I use the words "talk of the town" advisedly. The production has not been out of London, indeed has not been out of the National's studio theatre, and so one of the most fascinating theatrical experiments of recent years has been seen by only a tiny audience.
Britain still has the best theatre, and probably the best actors, in the world. Yet most of the population never sees it or them. Productions pass, treasured, into the memories of a few. Whole mini-eras, such as Sam Mendes's stint at the Donmar, with its acclaimed stagings of Cabaret and The Glass Menagerie, leave no permanent record.
The answer surely is obvious. We should televise more of our theatre. Or rather - since, as Alice put it at the Mad Hatter's tea party, you can't have more when you haven't had any - we should televise some of our theatre. At present, we televise virtually none.
What a peculiar situation this is. On the BBC, we can and do get opera from Covent Garden and classical music from the Royal Albert Hall. On satellite, the Performance channel shows every conceivable art form from every conceivable country, except theatre from Britain. Alan Yentob, when head of BBC2, famously saw Verdi's Stiffelio at the Royal Opera House one evening and liked it so much he cleared the schedules and put it out on television that very weekend. Does no senior BBC executive ever go to the theatre and get similarly enthused?
There are a number of reasons, all poor ones, for this glaring omission in our cultural life. First, it seems that, while the BBC's Music and Arts Department copes creditably with televising opera, dance and music, the Drama Department has failed lamentably with televising theatre. That responsibility should now move to Music and Arts.
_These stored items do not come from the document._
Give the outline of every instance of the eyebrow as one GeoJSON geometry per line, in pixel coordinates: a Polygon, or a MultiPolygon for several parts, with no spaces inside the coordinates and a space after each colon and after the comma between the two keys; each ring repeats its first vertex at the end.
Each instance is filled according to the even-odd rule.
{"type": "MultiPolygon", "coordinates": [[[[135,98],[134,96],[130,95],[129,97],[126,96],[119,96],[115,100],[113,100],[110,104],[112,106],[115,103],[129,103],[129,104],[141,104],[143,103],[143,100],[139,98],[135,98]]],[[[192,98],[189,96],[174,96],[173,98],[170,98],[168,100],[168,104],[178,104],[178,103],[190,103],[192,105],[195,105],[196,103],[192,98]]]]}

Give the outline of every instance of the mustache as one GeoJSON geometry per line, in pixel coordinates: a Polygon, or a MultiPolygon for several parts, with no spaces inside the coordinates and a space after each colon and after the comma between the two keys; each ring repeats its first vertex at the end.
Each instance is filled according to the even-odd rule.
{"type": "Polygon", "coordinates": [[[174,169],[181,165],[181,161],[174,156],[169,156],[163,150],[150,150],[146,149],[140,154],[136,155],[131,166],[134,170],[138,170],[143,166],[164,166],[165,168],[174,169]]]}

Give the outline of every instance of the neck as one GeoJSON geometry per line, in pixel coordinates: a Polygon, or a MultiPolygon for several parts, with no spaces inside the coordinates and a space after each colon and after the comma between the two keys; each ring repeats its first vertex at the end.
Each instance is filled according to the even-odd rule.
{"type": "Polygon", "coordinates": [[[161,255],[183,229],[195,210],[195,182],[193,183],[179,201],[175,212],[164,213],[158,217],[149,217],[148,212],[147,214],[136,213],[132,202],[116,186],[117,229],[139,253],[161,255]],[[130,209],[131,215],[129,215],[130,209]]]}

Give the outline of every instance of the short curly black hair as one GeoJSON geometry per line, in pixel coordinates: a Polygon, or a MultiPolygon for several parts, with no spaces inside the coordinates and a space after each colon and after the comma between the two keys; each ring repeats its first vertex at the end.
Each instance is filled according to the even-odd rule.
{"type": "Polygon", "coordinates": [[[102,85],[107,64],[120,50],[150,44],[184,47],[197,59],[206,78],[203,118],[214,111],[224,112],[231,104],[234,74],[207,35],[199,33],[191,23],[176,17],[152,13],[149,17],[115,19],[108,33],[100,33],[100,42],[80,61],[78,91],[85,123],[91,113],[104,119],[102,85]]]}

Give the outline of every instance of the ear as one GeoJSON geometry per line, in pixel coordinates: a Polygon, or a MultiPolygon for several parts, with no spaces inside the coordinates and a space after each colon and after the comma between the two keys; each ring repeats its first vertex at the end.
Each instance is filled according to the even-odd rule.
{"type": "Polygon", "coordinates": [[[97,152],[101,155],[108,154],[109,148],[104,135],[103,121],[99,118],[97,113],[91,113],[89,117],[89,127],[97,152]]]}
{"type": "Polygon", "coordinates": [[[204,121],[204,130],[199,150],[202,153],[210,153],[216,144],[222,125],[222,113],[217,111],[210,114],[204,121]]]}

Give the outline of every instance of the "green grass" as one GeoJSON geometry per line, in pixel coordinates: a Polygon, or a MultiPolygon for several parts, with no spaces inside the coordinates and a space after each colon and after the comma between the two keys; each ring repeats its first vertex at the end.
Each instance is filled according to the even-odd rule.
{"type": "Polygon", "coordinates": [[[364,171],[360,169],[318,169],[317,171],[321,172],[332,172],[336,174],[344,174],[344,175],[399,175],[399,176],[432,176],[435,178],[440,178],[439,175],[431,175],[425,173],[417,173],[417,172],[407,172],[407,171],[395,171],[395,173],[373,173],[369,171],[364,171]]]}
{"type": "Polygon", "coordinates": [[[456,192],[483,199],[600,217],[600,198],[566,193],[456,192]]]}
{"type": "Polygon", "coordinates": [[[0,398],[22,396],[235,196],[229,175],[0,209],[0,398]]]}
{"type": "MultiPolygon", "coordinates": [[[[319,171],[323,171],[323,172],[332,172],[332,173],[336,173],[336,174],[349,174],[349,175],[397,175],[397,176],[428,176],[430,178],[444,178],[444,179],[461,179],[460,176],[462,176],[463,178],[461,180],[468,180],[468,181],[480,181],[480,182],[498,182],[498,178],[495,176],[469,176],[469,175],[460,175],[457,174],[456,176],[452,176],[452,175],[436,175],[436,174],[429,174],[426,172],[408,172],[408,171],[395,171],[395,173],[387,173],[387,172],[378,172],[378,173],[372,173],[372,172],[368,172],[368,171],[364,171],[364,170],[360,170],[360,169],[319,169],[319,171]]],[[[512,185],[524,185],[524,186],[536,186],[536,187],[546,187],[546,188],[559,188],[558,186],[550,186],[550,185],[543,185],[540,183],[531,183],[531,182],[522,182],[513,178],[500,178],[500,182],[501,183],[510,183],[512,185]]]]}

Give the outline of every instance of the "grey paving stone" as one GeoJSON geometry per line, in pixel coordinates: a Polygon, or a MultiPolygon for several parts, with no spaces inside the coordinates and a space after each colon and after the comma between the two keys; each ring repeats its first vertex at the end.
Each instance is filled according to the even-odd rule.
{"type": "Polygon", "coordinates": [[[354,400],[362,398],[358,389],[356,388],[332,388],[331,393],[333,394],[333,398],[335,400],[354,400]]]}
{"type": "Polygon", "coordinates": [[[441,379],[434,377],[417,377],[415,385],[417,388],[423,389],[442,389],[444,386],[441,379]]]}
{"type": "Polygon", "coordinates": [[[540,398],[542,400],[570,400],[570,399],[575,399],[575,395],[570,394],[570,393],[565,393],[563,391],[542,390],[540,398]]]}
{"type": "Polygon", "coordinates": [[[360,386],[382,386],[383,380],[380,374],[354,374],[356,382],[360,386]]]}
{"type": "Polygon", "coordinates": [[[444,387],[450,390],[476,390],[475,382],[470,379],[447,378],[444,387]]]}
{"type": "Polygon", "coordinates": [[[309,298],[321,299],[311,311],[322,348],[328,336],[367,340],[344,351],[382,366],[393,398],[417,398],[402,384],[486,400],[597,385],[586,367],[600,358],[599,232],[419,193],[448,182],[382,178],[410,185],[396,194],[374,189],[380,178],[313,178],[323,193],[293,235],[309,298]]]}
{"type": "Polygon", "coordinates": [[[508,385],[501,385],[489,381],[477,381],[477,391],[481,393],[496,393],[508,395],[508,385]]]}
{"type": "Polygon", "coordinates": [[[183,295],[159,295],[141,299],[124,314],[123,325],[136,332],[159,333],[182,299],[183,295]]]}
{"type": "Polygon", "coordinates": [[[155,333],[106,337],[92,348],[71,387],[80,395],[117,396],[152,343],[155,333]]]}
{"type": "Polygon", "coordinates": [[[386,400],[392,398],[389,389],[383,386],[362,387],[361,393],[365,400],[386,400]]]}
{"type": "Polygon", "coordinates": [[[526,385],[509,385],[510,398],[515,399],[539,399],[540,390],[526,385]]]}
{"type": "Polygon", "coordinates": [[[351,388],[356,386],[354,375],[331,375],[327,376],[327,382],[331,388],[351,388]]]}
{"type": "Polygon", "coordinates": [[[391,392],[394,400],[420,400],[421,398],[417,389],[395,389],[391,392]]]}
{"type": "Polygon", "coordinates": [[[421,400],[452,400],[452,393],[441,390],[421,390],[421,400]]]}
Second, there is the continual cry that televising theatre is expensive. No one at the BBC bleats about expense when the same corporation pays millions to populist presenters like Chris Evans or Noel Edmonds. Yet, for many of us, buying in the work of Fiona Shaw or Deborah Warner or Simon Russell Beale or a host of other actors and directors would represent just as important a use of our licence fee.
Third, there is the worry about the theatre unions charging extra for television rights. Probably true, but not beyond the wit of man to enter into some form of negotiations, or is the theatre the one centre of union domination that Mrs Thatcher failed to change?
Lastly, the theatre directors themselves do too little to help. Adrian Noble, who is having such success at the RSC, is nervous about having his productions televised. He says, with some justification, that a straight recording off stage will not properly capture the experience; plays need to be redirected for television and filmed in the studio. Indeed, he is even now directing a special screen version of the RSC's A Midsummer Night's Dream with funding from C4 and the Lottery. Fine, but why can't this be done on a regular basis? And aren't directors like Noble being a little too precious anyway? Even a television record of a performance that falls short of the original is better than nothing at all.
The BBC does have its "Performance" season, with fine new versions of great classics. No argument with that. But it is not the same as capturing for ever live stagings that have sent audiences home breathless, and introducing to a mass television audience some of the great actors and directors who are known only to metropolitan theatre-goers. How we wish now that we had a full record of Olivier's National Theatre in the Sixties.
Apart from making a permanent record of great performances, there is another pressing reason why this lack of theatre on television must change. Both the BBC and our national companies are subsidised by the taxpayer. There is a duty to let audiences out of reach of London share in the capital's cultural glories. There are enough channels, there is enough good theatre. Only the will is lacking.